Gen. Milley, the Fort Hood commander, said there was no indication that Spc. Lopez had come onto the base to hunt down specific targets. But he said investigators think the truck driver had gotten into a verbal altercation that may have prompted him to start shooting. "We're looking into that, trying to determine what the trigger event was," he said, adding that investigators were also examining whether Spc. Lopez had financial or marital problems.
Gen. Milley said he had no details about reports that Spc. Lopez was upset at having had little time to attend his mother's funeral last year. The commander also said it was "too early to tell" whether Spc. Lopez had received sufficient psychiatric help.
Gen. Ray Odierno, the Army chief of staff, described Spc. Lopez as "a very experienced soldier" who had served for nine years in the Puerto Rico National Guard before enlisting in the active-duty Army in 2010. While with the National Guard, he served a one-year deployment in Egypt's Sinai Peninsula. In 2011, after joining the Army full time, he served four months in Iraq and was one of the last U.S. troops to come home at the end of the war.
Mr. McHugh, the Army secretary, told lawmakers that Spc. Lopez had "a clean record" in terms of conduct. He said his personnel file had "no outstanding bad marks for any kinds of major misbehaviors that we're yet aware of." The Army released a summary of Spc. Lopez's service history, including awards and decorations, but did not provide detailed records or specific information about disciplinary proceedings.
Army leaders said there was no record that Spc. Lopez had been wounded or injured in Iraq. But they said he had "self-reported" a possible traumatic brain injury from his wartime service. He had recently been undergoing an evaluation to determine whether he suffered from post-traumatic stress disorder, Army officials said.
Spc. Lopez had been stationed at Fort Hood since February and was assigned to the 13th Sustainment Command (Expeditionary) as a truck driver. He had previously been stationed at another Texas base, Fort Bliss, for two years as an infantryman.

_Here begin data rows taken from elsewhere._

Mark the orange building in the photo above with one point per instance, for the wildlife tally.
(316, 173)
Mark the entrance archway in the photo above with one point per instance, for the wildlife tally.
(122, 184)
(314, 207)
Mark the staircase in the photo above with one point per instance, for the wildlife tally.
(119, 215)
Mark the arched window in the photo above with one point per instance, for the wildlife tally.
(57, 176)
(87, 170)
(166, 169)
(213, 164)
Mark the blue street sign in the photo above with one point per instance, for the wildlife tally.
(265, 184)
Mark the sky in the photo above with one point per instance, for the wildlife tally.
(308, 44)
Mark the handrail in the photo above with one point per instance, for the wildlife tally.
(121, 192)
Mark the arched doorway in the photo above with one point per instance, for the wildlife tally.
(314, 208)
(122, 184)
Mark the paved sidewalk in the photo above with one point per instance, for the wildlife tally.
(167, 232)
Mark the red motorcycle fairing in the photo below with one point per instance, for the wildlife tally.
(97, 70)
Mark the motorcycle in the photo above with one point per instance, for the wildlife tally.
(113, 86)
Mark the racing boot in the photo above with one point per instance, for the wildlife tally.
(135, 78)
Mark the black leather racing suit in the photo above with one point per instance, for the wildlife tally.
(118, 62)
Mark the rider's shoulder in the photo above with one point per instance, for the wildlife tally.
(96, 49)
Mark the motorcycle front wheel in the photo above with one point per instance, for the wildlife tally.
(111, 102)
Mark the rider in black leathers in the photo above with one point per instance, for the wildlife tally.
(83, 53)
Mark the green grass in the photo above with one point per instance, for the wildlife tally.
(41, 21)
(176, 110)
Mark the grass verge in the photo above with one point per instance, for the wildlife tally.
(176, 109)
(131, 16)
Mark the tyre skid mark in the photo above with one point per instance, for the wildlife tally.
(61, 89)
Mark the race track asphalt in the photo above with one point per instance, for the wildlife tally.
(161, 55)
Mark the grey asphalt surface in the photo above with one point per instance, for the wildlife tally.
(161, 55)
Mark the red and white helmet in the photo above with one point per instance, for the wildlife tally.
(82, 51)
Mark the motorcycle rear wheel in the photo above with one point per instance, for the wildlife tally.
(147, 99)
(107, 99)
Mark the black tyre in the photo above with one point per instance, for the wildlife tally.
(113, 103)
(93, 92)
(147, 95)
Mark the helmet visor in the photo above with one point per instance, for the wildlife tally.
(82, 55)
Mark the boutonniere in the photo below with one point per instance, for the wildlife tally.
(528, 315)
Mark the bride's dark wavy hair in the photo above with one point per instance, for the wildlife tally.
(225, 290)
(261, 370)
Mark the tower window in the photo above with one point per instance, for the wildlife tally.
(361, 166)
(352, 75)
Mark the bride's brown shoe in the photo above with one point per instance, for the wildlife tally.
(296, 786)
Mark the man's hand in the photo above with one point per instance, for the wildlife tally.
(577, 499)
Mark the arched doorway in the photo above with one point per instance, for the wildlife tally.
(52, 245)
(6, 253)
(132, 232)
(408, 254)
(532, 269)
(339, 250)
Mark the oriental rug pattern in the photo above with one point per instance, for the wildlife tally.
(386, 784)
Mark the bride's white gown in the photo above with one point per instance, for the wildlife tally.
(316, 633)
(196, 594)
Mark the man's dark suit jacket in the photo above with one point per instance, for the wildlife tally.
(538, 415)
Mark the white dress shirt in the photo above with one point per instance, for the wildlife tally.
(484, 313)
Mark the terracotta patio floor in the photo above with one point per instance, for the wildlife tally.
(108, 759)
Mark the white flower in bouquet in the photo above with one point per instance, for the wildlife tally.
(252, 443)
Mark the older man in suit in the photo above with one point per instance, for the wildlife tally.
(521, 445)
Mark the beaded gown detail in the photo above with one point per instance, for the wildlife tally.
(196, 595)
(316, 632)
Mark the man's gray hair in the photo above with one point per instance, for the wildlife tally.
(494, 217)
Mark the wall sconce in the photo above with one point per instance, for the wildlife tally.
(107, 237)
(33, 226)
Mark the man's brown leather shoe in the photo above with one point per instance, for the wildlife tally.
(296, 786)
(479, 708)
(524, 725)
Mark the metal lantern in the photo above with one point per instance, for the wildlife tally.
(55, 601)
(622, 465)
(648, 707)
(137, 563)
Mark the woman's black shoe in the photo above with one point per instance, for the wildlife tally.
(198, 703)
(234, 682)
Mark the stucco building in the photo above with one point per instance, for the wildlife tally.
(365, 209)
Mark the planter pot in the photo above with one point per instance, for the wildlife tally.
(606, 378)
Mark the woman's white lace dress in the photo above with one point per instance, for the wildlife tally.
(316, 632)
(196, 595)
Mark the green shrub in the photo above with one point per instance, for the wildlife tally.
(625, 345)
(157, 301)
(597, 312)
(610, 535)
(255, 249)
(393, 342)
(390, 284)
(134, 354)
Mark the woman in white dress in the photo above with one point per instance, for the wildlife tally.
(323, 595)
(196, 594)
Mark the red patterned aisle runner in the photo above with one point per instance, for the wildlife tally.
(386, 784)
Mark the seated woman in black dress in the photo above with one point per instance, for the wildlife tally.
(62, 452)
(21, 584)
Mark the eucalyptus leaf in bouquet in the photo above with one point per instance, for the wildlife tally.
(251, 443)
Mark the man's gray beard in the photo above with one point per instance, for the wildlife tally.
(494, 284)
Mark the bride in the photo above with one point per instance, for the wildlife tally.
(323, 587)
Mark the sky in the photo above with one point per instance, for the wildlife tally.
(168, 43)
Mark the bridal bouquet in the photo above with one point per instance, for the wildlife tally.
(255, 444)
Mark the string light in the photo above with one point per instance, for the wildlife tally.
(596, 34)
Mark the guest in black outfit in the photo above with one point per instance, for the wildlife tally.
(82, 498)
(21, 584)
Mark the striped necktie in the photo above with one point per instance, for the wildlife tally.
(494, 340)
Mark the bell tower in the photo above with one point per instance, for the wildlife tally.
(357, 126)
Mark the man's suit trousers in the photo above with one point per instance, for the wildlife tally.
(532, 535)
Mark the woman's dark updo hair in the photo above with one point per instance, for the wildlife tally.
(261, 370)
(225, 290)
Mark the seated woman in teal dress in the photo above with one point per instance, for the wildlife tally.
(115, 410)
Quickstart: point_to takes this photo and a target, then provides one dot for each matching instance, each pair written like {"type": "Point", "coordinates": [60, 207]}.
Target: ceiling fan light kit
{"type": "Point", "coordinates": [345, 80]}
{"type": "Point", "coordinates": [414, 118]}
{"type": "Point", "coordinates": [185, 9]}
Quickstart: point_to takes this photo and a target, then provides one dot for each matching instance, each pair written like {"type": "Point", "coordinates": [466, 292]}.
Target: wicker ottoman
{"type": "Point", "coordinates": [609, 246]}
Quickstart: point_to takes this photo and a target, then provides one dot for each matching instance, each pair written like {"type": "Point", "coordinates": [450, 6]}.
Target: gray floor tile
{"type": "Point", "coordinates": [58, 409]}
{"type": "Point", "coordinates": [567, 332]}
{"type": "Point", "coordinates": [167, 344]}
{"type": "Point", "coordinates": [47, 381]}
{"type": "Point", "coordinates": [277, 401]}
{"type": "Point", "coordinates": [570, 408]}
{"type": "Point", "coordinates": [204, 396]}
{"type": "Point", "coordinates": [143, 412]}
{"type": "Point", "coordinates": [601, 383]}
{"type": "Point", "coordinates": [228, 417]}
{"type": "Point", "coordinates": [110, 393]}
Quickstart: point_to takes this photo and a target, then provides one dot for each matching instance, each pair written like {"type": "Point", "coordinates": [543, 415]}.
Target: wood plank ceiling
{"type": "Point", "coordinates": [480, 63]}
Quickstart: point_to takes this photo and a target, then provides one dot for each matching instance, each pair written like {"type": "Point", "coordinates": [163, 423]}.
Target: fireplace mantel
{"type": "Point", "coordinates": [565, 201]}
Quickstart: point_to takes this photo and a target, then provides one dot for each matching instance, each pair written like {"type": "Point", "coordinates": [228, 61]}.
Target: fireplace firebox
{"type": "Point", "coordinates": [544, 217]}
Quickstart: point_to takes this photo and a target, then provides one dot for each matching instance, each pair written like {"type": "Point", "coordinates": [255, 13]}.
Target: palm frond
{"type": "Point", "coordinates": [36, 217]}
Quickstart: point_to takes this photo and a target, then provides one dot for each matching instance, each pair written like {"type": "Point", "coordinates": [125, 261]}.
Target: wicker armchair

According to a person familiar with Spc. Lopez's military service, he had been taking medications while stationed at Fort Bliss to help with depression and anxiety, but his behavior did not raise any red flags. Because of privacy restrictions, his commanders were unaware of the medications he was receiving.
Spc. Lopez's mother had passed away last year, and he had been seeing a chaplain for counseling on that and other undisclosed issues, said the person familiar with the soldier's military record. The military monitors people for stress levels, and Spc. Lopez was deemed to be "low risk" at the time.
Defense Secretary Chuck Hagel said Thursday afternoon that the Pentagon will be looking for "any new lessons learned" from Wednesday's shooting. "We need to let investigators do their work and help us understand how this happened," he told reporters at a news conference that wrapped up a three-day summit of defense leaders from Asian nations in Honolulu.
After a mass shooting by a defense contractor at the Washington Navy Yard in September, Mr. Hagel ordered a series of security changes at military installations, including more rigorous screening of personnel, and creation of an analysis center to examine "insider threats." The Pentagon also pledged to adopt a other security measures after the 2009 Fort Hood shootings.
Mr. Hagel did not respond substantively when asked why the Defense Department had not fully implemented those recommendations. "Let me assure our country, the people who serve: We do take this seriously. We recognize the imperfections. Obviously, something went wrong," he said.